The Matchmaker

On Saturday night Dave and I watched the movie of Thornton Wilder’s play The Matchmaker. Kickass cast: Shirley Booth as Dolly Levi, Paul Ford as Horace Vandergelder, a young and endearing Tony Perkins as Cornelius Hackl, Shirley MacLaine as Irene Molloy, and Robert Morse as Barnaby Tucker.

I’ve never seen the play or movie before, only read it once many years ago. It was a surprise to me to see how different the character of Dolly Levi is in the movie from what it is in the musical. The Dolly of Hello, Dolly! is a confident if not entirely scrupulous businesswoman, one who dominates any situation she’s in, and an important part of Yonkers society; what’s more, she used to live the high life in New York City while her husband was alive. The Dolly of The Matchmaker is quite different, much weaker and at the same time much more human, a woman who is struggling to get by any way she can, who is all too well aware of her failings and her lack of social position in Yonkers, though she puts up a good front and conceals her desperation. Her claim of familiarity with New York City is all pretense, and she’s never seen the inside of the Harmonia Gardens restaurant before, let alone been enough of a regular there that the staff would ever break into a ten-minute Gower Champion production number on hearing that she was returning after a long absence.

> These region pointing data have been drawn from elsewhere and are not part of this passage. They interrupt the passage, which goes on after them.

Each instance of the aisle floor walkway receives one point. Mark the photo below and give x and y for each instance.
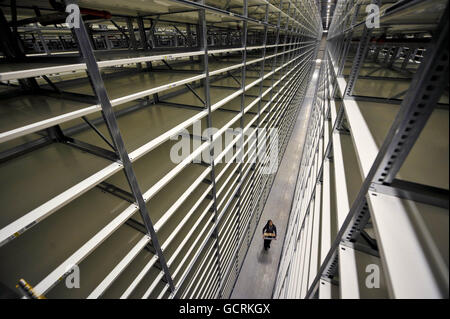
(258, 273)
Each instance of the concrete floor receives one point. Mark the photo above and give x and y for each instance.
(259, 270)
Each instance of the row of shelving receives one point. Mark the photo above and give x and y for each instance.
(85, 214)
(375, 242)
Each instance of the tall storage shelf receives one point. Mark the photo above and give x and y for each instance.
(92, 118)
(373, 184)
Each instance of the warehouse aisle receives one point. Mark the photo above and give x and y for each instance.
(258, 273)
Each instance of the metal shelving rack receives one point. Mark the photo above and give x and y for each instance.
(79, 106)
(372, 191)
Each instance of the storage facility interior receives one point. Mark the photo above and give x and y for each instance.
(139, 141)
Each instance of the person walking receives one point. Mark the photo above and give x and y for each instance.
(269, 228)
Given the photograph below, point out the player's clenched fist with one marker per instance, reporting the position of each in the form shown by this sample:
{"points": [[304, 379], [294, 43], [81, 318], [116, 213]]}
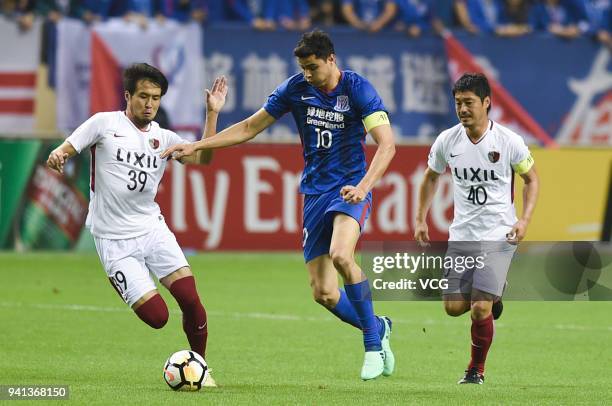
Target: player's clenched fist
{"points": [[57, 159], [177, 152], [421, 233], [352, 194]]}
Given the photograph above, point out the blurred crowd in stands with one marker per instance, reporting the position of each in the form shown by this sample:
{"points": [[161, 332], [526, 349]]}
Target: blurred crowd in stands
{"points": [[510, 18]]}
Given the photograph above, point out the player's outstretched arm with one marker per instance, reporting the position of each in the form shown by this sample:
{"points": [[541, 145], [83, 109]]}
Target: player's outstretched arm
{"points": [[530, 197], [215, 100], [60, 155], [236, 134], [427, 190], [383, 135]]}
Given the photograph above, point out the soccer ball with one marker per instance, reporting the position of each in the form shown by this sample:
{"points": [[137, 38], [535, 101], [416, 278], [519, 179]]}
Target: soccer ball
{"points": [[185, 370]]}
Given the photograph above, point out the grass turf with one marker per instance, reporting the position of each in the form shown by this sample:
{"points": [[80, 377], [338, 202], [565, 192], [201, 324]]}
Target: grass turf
{"points": [[269, 343]]}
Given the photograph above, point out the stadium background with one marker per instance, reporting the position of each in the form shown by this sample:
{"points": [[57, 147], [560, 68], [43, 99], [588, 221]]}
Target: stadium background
{"points": [[54, 75]]}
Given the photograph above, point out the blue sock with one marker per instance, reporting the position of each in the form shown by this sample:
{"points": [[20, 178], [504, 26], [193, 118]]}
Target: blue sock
{"points": [[361, 298], [344, 311]]}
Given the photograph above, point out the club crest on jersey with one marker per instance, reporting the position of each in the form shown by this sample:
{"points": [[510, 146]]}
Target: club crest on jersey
{"points": [[342, 103]]}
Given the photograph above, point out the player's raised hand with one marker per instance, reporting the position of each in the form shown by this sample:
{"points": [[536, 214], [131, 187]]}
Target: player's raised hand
{"points": [[57, 159], [352, 194], [421, 233], [518, 232], [179, 151], [215, 97]]}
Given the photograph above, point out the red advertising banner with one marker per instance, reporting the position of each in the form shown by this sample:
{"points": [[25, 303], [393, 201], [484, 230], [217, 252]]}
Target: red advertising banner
{"points": [[247, 199]]}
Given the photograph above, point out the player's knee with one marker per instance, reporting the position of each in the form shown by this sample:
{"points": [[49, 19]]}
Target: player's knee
{"points": [[342, 259], [481, 310], [324, 297], [454, 308]]}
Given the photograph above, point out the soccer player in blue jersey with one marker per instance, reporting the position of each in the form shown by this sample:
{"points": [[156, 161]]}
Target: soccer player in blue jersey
{"points": [[333, 111]]}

Hello, Dolly! is a fun show, certainly, and that is all the justification it needs, but it’s still very strange to watch this movie and wonder how Jerry Herman got from here to the character that he wrote his songs for. He’s said in interviews that he wrote the score with Ethel Merman in mind, and maybe that’s it. Merman as the Dolly Levi in The Matchmaker would have been a monumental piece of miscasting, so you’d have to do some serious reinterpretation to make the character suit her. But The Matchmaker‘s Dolly is a more complicated and more interesting character.

The movie is delightful, and Shirley Booth is absolutely brilliant — gestures, timing, inflections, all wonderfully revealing and surprising and funny and right on target. The device of having characters face the camera occasionally and address the audience is too precious by half; I imagine it worked a bit better on stage and was only too precious by a quarter or so.